The method of preparation and the amounts were strictly laid down. The runners received less food than the boxers and wrestlers who were subjected to a kind of fattening treatment in order to attain the necessary weight. Galen compares this feeding with the fattening of pigs. According to the opinion of the day, weight was most easily increased if the athletes ate large quantities of food after strenuous training and followed this by a long and deep sleep. The food was as solid and dry as possible, bread and meat being consumed separately; this was thought to be more digestible. The quantity of food was increased during the course of the training. These regulations also extended to the manner of life during the ten months of obligatory training for the Olympic Games, which were spent in part or even entirely as a community at Elis.
In any case, decisive importance was ascribed to food; the regulations, whether they were praised or blamed, were the chief subject of discussion and the greatest medical experts, Herodikos of Selymbria and his pupil Hippocrates interested themselves in the problem. Of the former, who was the author of the first treatise on diet, a number of general indications have been preserved until the present day: “Eating and physical exercises work hand in hand in the interests of health” — and he mentions diarrhoea as an indication of over-exertion.
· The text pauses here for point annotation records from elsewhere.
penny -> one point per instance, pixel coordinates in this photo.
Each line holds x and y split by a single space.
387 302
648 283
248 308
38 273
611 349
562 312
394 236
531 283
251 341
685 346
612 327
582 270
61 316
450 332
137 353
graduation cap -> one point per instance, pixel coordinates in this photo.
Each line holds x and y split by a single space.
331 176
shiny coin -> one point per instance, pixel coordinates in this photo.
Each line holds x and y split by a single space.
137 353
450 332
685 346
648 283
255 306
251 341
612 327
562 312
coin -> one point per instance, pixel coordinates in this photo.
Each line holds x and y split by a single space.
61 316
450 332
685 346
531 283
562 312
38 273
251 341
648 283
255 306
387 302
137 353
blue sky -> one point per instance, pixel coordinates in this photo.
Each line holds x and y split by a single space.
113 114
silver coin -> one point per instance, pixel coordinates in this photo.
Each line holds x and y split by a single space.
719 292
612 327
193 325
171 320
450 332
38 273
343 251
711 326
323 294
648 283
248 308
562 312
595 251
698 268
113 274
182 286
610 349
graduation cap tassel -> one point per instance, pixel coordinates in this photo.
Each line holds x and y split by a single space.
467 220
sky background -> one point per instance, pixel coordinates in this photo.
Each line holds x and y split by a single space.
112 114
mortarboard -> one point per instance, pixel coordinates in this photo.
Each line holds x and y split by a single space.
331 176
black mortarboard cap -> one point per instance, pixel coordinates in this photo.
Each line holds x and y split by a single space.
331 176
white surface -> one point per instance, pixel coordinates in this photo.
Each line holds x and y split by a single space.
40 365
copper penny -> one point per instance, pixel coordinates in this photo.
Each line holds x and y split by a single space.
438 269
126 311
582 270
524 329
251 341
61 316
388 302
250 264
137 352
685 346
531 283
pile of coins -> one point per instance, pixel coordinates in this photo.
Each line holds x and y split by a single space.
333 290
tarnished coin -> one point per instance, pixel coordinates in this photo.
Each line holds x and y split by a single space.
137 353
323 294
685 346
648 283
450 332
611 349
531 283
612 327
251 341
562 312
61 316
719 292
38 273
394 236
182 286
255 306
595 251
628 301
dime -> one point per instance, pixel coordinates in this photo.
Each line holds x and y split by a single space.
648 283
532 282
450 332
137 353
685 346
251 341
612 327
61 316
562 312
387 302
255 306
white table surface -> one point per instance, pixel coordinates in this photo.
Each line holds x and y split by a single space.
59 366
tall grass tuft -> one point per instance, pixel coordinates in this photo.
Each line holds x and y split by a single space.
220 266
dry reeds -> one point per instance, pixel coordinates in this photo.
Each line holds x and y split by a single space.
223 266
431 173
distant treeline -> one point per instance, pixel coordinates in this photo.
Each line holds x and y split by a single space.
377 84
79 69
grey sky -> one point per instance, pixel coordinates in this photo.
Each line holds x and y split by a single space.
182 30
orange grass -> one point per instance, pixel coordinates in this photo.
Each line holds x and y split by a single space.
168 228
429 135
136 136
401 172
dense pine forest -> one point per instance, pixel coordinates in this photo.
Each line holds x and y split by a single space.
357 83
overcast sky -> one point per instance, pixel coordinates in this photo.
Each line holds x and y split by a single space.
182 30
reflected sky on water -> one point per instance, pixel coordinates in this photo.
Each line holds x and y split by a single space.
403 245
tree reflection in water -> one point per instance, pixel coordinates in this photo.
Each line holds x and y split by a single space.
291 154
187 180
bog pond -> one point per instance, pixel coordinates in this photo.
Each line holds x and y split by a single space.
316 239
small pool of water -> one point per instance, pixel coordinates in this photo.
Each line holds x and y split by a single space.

The latter was the first to express any great doubt concerning instructions generally valid, when in his treatise on diet he spoke of athletes whose constitution was unsuitable for the consumption of meat. Unfortunately we do not know what can be authentically ascribed to him. Galen, finally, expressed sharp criticism and sought to indicate once more the path leading to the simple and natural way of life. He was, however, unable, to put the clock back. The athletics of antiquity died out with the coming of the effeminacy, the decrease in the birthrate and the decline of the Greek people.